Holder was in town to deliver the findings [PDF] from a two-year Department of Justice investigation of the Cleveland Police Department’s use of force. And the results, well, they won’t do much to alleviate the public’s concerns about police. The DOJ found that Cleveland Police “engage in a pattern of excessive use of force,” are “poorly trained” and “reckless,” and that the department “frequently deprives individuals of their constitutional rights.”
Tamir Rice
The DOJ’s investigation was prompted by a horrifying 2012 case of police violence, in which officers from that department and others were involved in a high-speed chase that ended with 137 bullets being fired into the car of a fleeing couple. Timothy Russell and Malissa Williams were found dead and unarmed.
Now, the Cleveland Police Department will be forced to operate under a consent decree, with supervision from the feds. Here are some of the more shocking details they uncovered:
Officers were “hitting people in the head with their guns” in other words, pistol whipping them.
There were instances where officers punched, pepper sprayed, or otherwise assaulted suspects already in handcuffs. The DOJ found the officers acted violently toward cuffed individuals “as punishment” for mouthing off or disobeying a command before they were restrained “not based on a current threat posed by the person.”
Officers used force in some cases where they were simply called to do welfare checks on individuals who were mentally ill or going through a crisis.
Cleveland police officers accidentally discharged weapons, sometimes shooting and seriously injuring people. They “often” fire their guns, the report found, in ways that threaten innocent bystanders.
Officers failed to use “de-escalation techniques” and instead often made volatile situations worse, “employing force when it may not be needed and could have been avoided.”
Officers were almost never punished for use of excessive force, and internal accountability systems seemed designed to excuse bad behavior. In the past three years, only 51 of the 1,500 Cleveland officers were disciplined for use-of-force issues, and the vast majority of those were related to technical or administrative lapses like improper reporting. Furthermore, misconduct investigations, the DOJ concluded, appeared to be “designed from the outset to justify the officers’ actions.” Some of the officers responsible for leading these types of investigations admitted to DOJ officials that they sought to portray the involved officers as positively as possible.
The DOJ found police officers have an “us-versus-them” mentality toward the community they serve. For example, officials noticed a sign at one of the stations that said “forward operating base,” a term used in the military to denote bases of operation in a war zone. “This characterization reinforces the view held by some—both inside and outside the Division—that CDP is an occupying force instead of a true partner and resource in the community it serves,” the report concluded.
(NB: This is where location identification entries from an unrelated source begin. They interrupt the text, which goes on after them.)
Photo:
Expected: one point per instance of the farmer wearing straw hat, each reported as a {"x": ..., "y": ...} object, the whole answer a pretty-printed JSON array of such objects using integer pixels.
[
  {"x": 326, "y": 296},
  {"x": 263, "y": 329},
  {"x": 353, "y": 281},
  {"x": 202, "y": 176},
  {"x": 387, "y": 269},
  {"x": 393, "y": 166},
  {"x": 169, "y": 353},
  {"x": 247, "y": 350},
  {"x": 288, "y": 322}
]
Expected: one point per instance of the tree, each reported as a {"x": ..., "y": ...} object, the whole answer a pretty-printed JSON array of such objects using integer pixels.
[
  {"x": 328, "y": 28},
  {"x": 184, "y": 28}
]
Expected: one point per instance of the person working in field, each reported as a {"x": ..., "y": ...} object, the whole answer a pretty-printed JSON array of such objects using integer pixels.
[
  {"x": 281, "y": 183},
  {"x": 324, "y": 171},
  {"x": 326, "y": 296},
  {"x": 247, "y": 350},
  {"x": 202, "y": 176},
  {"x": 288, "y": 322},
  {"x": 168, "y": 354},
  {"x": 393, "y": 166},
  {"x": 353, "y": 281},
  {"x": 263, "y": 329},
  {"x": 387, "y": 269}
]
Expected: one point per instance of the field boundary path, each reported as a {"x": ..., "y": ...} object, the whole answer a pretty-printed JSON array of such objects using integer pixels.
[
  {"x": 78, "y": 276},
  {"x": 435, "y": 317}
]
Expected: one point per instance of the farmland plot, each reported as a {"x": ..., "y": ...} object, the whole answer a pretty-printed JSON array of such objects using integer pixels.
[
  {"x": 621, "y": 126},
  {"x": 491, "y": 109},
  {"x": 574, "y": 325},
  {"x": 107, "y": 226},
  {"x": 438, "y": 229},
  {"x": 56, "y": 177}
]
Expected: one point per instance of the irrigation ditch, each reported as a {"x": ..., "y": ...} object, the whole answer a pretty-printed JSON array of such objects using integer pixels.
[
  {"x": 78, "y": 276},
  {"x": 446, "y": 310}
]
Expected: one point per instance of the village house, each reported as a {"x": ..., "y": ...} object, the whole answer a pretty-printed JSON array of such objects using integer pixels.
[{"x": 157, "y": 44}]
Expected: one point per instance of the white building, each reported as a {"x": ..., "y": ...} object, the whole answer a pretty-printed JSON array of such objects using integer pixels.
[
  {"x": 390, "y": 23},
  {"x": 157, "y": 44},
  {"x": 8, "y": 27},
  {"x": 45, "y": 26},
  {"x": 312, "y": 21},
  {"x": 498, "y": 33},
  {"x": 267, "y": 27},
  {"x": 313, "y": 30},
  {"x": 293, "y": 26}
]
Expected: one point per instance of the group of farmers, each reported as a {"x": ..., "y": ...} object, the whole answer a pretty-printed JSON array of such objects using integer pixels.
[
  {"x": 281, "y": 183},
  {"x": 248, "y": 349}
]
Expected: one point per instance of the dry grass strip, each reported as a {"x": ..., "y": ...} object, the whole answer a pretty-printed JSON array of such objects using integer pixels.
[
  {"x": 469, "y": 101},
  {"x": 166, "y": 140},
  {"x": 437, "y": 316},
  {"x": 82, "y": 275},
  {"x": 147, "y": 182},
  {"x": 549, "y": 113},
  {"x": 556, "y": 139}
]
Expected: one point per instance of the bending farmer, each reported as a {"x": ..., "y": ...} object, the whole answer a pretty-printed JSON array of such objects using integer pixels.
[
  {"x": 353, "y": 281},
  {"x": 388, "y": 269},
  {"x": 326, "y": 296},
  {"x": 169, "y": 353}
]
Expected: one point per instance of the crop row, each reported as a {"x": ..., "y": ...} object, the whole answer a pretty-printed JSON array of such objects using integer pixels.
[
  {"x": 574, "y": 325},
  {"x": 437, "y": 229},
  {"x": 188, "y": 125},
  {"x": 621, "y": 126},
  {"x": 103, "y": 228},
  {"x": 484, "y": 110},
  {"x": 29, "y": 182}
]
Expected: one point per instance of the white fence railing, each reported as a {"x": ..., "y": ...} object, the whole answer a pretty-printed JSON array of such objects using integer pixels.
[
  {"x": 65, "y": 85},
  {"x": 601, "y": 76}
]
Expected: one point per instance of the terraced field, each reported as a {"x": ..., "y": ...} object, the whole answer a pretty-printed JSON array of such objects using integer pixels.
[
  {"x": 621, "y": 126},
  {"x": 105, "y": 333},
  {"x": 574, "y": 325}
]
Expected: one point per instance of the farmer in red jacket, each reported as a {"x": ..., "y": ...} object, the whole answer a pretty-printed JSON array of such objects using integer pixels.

The DOJ concluded a similar investigation in 2004. The findings were “starkly similar,” but the voluntary reforms taken by the department did not correct the “systemic” problems.
As The Plain Dealer newspaper pointed out, frustratingly, the top two men at the police department—Martin Flask and Michael McGrath—were both in leadership positions the last time the DOJ investigated and uncovered major problems.
This doesn’t come from the DOJ report, but local media has uncovered that Timothy Loehmann, the officer who shot Tamir Rice, had a less than exemplary history at his previous police officer job in a nearby suburb. A personnel file released after the shooting reported he was “distracted and weepy” during firearms training. He also had difficulty following directions, a history of lying, and his superior officers questioned whether he had “the maturity” to perform his job. Cleveland police have said they did not review the file before hiring Loehmann, who had been on the job just six months at the time of the shooting.